Açıklamada Hizbullah'ın uzman kurumlarının şu an eş zamanlı patlamaların nedenlerini belirlemek için geniş kapsamlı bir güvenlik soruşturması başlattığı belirtildi. Hizbullah tarafından yapılan ikinci açıklamada ise “Mevcut tüm gerçekleri ve verileri inceledikten sonra, bu canice saldırıdan tamamen düşmanımız İsrail'i sorumlu tutuyoruz” ifadeleri kullanıldı.

xc
Başbakan Mikati'nin Milletvekili Ali Ammar'ın oğlu için taziye ziyareti sırasında çekilen bir fotoğrafı (Başbakanlık Basın Ofisi)
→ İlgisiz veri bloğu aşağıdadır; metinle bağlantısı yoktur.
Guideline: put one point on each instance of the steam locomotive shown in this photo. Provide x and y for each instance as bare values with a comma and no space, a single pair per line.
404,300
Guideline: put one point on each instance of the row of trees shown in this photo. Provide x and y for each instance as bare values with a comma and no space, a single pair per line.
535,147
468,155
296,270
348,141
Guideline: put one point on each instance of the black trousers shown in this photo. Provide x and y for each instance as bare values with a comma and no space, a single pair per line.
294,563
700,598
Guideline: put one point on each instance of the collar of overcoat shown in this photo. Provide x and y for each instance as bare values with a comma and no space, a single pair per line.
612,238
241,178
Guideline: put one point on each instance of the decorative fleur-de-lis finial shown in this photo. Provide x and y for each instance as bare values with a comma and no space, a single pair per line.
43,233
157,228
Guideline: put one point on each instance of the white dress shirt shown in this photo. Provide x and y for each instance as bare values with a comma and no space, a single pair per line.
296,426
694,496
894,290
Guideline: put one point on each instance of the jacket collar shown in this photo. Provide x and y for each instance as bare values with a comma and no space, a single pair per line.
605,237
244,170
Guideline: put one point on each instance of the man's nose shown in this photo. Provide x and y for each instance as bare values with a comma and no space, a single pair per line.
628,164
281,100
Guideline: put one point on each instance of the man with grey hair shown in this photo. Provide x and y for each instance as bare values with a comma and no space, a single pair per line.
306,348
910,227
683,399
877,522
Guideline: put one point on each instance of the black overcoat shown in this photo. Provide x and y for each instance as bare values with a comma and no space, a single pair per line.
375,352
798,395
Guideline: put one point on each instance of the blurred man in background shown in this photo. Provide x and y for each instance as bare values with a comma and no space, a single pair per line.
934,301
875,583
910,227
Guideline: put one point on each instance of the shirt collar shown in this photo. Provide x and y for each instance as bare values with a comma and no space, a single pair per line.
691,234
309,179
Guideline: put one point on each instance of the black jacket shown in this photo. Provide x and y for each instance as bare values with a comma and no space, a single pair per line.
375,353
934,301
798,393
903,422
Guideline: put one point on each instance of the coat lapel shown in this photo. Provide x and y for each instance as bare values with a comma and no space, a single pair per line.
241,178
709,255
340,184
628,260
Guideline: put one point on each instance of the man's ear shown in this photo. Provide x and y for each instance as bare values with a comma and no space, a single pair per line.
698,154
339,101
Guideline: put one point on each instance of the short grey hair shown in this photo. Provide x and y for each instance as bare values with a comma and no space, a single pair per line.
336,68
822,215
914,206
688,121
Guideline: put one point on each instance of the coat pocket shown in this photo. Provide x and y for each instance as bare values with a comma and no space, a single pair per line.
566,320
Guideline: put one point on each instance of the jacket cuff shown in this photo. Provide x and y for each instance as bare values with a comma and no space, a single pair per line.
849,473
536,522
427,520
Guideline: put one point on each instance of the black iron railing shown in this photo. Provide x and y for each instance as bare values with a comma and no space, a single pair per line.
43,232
Öte yandan Bakanlar Kurulu, Lübnan'ın egemenliğinin ağır bir ihlali olan ve suç teşkil eden İsrail'in bu saldırganlığını kınadı. Hükümetin ilgili ülkeler ve Birleşmiş Milletler (BM) nezdinde gerekli tüm temasları derhal başlatarak bu suçla ilgili sorumluluklarını ortaya koyduğunu vurgulayan Bakanlar Kurulu, gelişmelerin takip edilebilmesi için toplantılarını kamuoyuna açık olarak yapma kararı aldı.

Bu arada Başbakan Necip Mikati, Milletvekili Ali Ammar'ı ziyaret ederek oğlu için başsağlığı diledi.